Chiedere di poter omaggiare tanto inaspettato talento è conseguente, ed ecco che vi appare quella fanciulla vista entrare all’inizio dello spettacolo con fare da apprendista in prova. E’ lei, Elena Carta. Segnatevi il nome. 29 anni. Il suo debutto tra i banchi degli studi classici, intenta a tradurre Omero e, vuoi mai, quell’Apicio dell’arte coquinaria che lei mai avrebbe immaginato, dedita poi a percorsi di accademia economica. Ma lavorare nello studio del commercialista la faceva sentire fuori posto, senza sapere quale altra location le avrebbe riservato il destino. Poi viene a mancare lo zio (lo storico titolare del Pestello) ed Elena molla i bilanci di gestione e si immerge in un altro mondo, fatto di pentolame, fiamme in saor e tanta fatica. Ma ci riesce, con quel talento naturale che è dono di pochi. Se poi abbinato ad un sorriso disarmante e due occhi calamite gentili il quadro è fatto. Elena, con il suo Riccardo, esercita tra queste pareti dal 2016. Nessun pedigree stellato, tutto frutto di studio, passione e tanta grinta. Esercita nel suo piccolo regno di pochi metri quadri. I vari attrezzi acquistati, con orgoglio, uno alla volta, come quando ci si costruisce la propria casa, arredata dei propri sogni, resi realtà, pezzo dopo pezzo.

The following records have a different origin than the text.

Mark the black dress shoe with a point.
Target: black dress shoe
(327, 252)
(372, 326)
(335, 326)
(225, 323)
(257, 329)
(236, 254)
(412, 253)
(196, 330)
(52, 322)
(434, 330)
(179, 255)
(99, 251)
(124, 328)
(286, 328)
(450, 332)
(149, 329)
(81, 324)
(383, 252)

Una storia esemplare, con la forchetta di Cupido che vi colpisce al cuore come rare volte. Eppure, nelle vostre indagini inziali di Poirot golosi, mai avreste immaginato, con quel sito anni’90, Il menù da calle veneziana all’ingrosso, seppur con logistica berica. Elena non la vedrete mai sui circuiti della cucina catodica dei vari master so tuto mi. Andatela a trovare casa sua. Ne diventerete dipendenti.